Interview With James Smith

Words by Josh Abraham.
Photography // James Smith – press.

East Londener, James Smith, is the artist you listen to on a rainy day when life isn’t going the way you wanted, but he’s also the artist you listen to when needing to be cheered up.  He’s that versatile.

He’s also a soul equipped with knowledge of all genres, listening to the likes of Johnny Cash and Stevie Wonder from a young age enabled his writing style to be the way it is today.  Selling out venues and 200 million streams later, he joins us to talk about life, the creative process and West Ham United.

Firstly, how are you?

I’m well thank you! Blessed to stay busy and active during this lockdown! 

What’s the creative process been like during the pandemic?

It’s actually been okay!
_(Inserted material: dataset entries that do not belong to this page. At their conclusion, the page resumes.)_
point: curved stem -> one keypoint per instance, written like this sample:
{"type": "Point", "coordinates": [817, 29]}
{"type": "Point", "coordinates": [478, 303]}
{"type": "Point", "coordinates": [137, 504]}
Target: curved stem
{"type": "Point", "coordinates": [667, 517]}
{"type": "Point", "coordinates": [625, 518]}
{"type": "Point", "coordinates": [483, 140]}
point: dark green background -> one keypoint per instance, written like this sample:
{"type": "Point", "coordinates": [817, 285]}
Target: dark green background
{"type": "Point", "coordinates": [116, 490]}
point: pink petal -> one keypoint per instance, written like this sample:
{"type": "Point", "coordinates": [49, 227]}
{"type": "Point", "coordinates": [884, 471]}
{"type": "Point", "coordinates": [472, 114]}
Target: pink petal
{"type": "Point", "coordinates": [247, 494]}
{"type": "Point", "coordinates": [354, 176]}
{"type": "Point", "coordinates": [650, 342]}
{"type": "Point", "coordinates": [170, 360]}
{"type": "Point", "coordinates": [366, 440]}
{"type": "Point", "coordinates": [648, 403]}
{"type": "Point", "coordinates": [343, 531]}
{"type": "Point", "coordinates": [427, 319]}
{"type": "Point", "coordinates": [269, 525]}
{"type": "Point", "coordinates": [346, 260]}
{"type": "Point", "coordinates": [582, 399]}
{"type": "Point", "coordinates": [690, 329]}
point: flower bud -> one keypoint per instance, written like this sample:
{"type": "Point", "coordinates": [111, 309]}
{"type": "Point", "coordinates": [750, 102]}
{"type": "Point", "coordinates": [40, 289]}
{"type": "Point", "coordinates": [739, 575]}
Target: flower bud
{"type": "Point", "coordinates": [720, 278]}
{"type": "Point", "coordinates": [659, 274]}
Don’t get me wrong, I’ve struggled with writing inspiration because I’ve not had much life experience recently and that’s usually my starting point! However, I’ve had time to reflect and rebalance, allowing me to find different ways of exploring the songwriting process. I’m also lucky enough to have a studio at home so I’ve been locked away making a lot of new stuff! 

You’ve been called one of the U.K’s most promising break-out talents, does that bring pressure or do you thrive off comments like that?

It’s bloody lovely! There’s definitely a pressure, but I’d say I’m kept pretty grounded by my team and family lol! I do love a little ego boost though haha. It’s needed sometimes to keep my motivation up! 

It feels like jumping onto the tube with headphones blasting out a variety of music is a form of therapy to you, is that fair to say?

100%! I’ve basically lived on the tube since I was about 10. It’s always been a huge part of my life and I feel oddly comfortable there. So, it’s definitely a place where I can be creative and authentic  

The lyricism in the E.P, specifically ‘My Oh My’ is emotional, yet honest, is it scary to be that emotional in your music?

Thank you very much! Ermm. I wouldn’t say scary. It’s almost like I play a different role when I’m writing, because in real life I’m not really that ‘deep’ or emotional. I laugh everything off 

Writing is my only outlet to be vulnerable really. It’s cliche but it’s my therapy and i love it!

One of the artists you’ve worked with is Sody, I’ve seen her live and she is incredible, what was it like working with her?

Yes, great! Was a pleasure to work on some of Sody’s stuff – she’s a real talent. 

You became a regular in London’s pub music scene, was it a natural feeling being there or was it difficult to work the crowd?

It was really difficult! Especially with my style of music. Pub lovers tend to like the same old up-beat classics, so trying to get everyone up dancing with just a guitar was difficult at points. But, I was successful with it! There’s no excuse with artists like Ed Sheeran! 

One of the stops on the District Line is Upton Park, does that mean you’re a West Ham United fan? If so, how do you feel their season has gone so far?

I am! I actually grew up on the block right next to the stadium. So you could just about see from the top of the tower block! I think we’ve had a good run this season! Best we’ve played in a long time. But, you can never be sure with West Ham. We are notorious losers lol. 

Everyone in the U.K love shows like Channel 4’s ‘Sunday Brunch’, what was it like appearing on the show?

It was mad! Really was. We have it on in my mums house every Sunday and we love hearing new music there. So to see my stuff played on the show was a real honour !

Finally, we’ll be coming out of lockdown in the U.K in June, could we expect a socially distanced gig from you? 

I’ve got a headline show at London Scala in September!! It’s my biggest show yet so come down! I’ll probably end up having a drink with everyone after lol. I’m way too excited for that show!